Without Reservations
By Paul Reidinger

The demand economy

IF, IN our time, money is the measure of all things, what are we to make of the apparently discordant information that some people are willing to pay more for organic food when they could easily pay less, and in many cases much less, for conventional food? Is it possible that some of us think organic – or free-range, or grass-fed – food is actually worth the extra money, and is that because it tastes better or is better for us or better for the earth? Or all of the above?

I pose these overobvious questions in service of illustrating a wider principle: that consumers are not, perhaps, as monomaniacally focused on "low prices, always" as the national media circus might suggest. Over the past generation, increasing numbers of people have come to accept that the organic premium is worth paying, and – a necessary corollary – that the best food (like the best government) is local. Hence the profusion of farmers markets, not just in northern California but all over the country.

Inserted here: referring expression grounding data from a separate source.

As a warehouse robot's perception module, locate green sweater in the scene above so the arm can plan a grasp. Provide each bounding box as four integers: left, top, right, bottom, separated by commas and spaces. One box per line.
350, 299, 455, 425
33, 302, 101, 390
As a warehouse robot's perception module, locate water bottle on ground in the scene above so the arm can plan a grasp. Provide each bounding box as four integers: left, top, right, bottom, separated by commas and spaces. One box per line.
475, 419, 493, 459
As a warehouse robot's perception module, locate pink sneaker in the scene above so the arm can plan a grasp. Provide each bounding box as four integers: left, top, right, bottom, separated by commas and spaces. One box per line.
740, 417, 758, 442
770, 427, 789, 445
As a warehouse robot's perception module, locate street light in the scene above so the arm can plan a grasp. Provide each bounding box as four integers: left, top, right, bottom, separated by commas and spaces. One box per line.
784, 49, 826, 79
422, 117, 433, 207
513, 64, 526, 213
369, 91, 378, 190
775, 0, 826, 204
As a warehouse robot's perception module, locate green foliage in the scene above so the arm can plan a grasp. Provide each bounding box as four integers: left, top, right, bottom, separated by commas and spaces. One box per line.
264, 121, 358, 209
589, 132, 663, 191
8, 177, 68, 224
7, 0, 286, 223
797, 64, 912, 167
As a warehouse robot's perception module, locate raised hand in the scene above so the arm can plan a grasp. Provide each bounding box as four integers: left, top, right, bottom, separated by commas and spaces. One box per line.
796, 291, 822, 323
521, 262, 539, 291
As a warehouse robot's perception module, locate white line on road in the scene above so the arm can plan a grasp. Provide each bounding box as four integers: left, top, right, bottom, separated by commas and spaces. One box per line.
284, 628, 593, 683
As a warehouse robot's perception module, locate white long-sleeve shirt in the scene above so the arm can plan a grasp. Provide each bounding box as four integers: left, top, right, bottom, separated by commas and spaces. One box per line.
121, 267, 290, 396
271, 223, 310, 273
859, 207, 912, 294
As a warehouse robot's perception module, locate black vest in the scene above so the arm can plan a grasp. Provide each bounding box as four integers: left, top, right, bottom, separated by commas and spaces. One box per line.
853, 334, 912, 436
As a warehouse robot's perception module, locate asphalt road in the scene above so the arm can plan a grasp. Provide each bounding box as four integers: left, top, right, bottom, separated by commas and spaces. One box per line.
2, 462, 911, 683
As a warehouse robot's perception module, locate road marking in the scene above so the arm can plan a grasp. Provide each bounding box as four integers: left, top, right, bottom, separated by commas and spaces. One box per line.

Of course it is not exactly a revelation that patterns and habits of consumption are plastic and can be changed. If they weren't and they couldn't, there would be no point in advertising. What is revelatory, or at least hopeful, is the indication that consumers are capable of seeing transactions in more than one dimension. If people are willing to spend more for healthier food sustainably grown, they might also be willing to spend more for a wider array of items – from boxer shorts to kitchen strainers – made in accordance with the environmental and labor standards of our own country. To do otherwise, righteously to huff and puff about environmental and working conditions and then buy cheap stuff we let our multinationals make with quasi-slave labor in poor and vulnerable countries, is rank hypocrisy.

Joel Bakan notes, in his new book, The Corporation: The Pathological Pursuit of Profit and Power (Free Press, $25), that corporations, far from being immune to governmental discipline, are in fact creatures of government and cannot exist without the web of laws government spins. For all the talk in recent years about McDonald's assuming a seat on the U.N. Security Council, the truth is that government, and in particular our government, still holds the power to bring mischievous corporations to heel.

But no one holds more power than we the people, for we can choose simply not to buy what is offered to us, whether it is a genetically modified tomato or a pair of Skechers made by some preadolescent Chinese girl who's only allowed to visit the rest room once every 12 hours. We can – we should, we must – demand better.